Omega-3 fatty acids, particularly EPA and DHA, have well documented anti-inflammatory effects and may benefit both the gut microbiome and brain function [134]. One pilot study in Singapore found that omega-3 supplementation improved social skills in some children with ASD [135]. While more research is needed, omega-3s are considered relatively safe and potentially beneficial adjuncts in ASD nutritional management.

These diets restrict certain types of fermentable carbohydrates to reduce GI symptoms and microbial imbalances. The SCD eliminates complex carbohydrates believed to feed harmful bacteria, while the low FODMAP diet targets specific fermentable sugars that can cause bloating and discomfort [136]. A randomized pilot trial found that while a low FODMAP diet improved GI symptoms, it did not change behavior compared to controls [137]. Although some families of children with ASD report anecdotal improvements in stool consistency and GI symptoms with these diets, robust clinical evidence supporting their efficacy is lacking. However, given the restrictive nature of these diets, they should be used carefully and ideally under professional supervision to avoid nutritional deficiencies [138].

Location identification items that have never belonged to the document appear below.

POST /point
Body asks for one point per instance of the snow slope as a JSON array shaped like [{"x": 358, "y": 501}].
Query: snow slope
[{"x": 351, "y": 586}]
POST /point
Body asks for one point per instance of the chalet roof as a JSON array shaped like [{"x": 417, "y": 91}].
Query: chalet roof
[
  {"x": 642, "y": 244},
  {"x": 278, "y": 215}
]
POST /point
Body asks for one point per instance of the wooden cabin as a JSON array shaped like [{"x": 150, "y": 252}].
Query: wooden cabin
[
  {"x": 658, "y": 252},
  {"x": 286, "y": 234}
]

An emerging frontier in ASD management involves the development of precision diets tailored to individual gut microbiome profiles [139]. Through stool analysis, clinicians and researchers can identify specific microbial imbalances or deficiencies. For instance, if a child with ASD has low levels of butyrate-producing bacteria, target prebiotic supplementation can be used to support their growth. Conversely, if there are signs of yeast overgrowth, such as elevated Candida species, dietary strategies may include reducing sugar intake and possibly incorporating antifungal agents alongside probiotics. This personalized, microbiome-informed approach holds promise for optimizing gut health and potentially influencing behavioral and cognitive outcomes in ASD, though it remains an area of ongoing research [80].

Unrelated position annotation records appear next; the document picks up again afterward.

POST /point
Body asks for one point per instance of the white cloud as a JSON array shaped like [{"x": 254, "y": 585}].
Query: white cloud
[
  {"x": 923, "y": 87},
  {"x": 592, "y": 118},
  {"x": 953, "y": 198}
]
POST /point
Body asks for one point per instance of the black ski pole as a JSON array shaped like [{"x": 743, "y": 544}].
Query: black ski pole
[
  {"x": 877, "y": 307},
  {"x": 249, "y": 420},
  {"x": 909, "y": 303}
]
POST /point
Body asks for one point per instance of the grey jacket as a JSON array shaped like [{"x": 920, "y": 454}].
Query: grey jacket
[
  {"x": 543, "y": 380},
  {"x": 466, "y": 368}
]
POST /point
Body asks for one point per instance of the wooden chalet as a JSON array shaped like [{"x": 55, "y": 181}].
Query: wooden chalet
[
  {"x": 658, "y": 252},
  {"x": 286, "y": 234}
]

Postbiotics are preparations composed of inactivated microorganisms or their components. They are recognized for their stability, safety, and ability to reinforce intestinal epithelial integrity, modulate immune responses and inhibit pathogenic microbes [140]. Postbiotics are more stable than probiotics because they consist of inactivated microbial cells or their components, they do not require viability to be effective, making them more resistant to storage conditions and fluctuations in temperature or pH [141]. In preclinical models of ASD, the combination of a prebiotic (α-lactalbumin) and a postbiotic (sodium butyrate) significantly improved sociability and memory compared to each alone, suggesting that targeting the MGB axis through postbiotics may offer neuroprotective potential in ASD [142].

Based on the studies reviewed in this narrative synthesis, Table 2 summarizes the main microbiota-targeted interventions in ASD, the main findings, study types, sample size ranges and an overall qualitative grade of evidence strength.

As shown in Table 2, probiotics and dietary intervention currently have the largest evidence base, though heterogeneity in study protocols limits firm conclusions. Prebiotics, symbiotics and FMT/MMT remain promising, but under exploration, while antibiotic-based approaches show only transient benefits. Larger, well-controlled studies are essential to confirm efficacy and assess long-term safety.

Table 3 further summarizes the main dietary approaches investigated in relation to the MGB axis and ASD. Based on the studies reviewed in this narrative synthesis, for each diet, the proposed mechanisms, reported benefits and potential concerns are outlined, offering a comparative overview of their evidence base and clinical considerations.

As shown in Table 3, gluten-free/casein-free and ketogenic diets are the most widely studied, though evidence remains heterogeneous. Mediterranean and high-fiber dietary patterns appear to promote microbial diversity and exert anti-inflammatory effects, while omega-3 fatty acid supplementation has been linked to potential improvements in behavioral outcomes. Nevertheless, most dietary interventions are limited by small sample sizes, variability in protocols and inconsistent findings. Larger, well-controlled studies are required to confirm their efficacy, assess their long-term safety, and evaluate their applicability in clinical practice.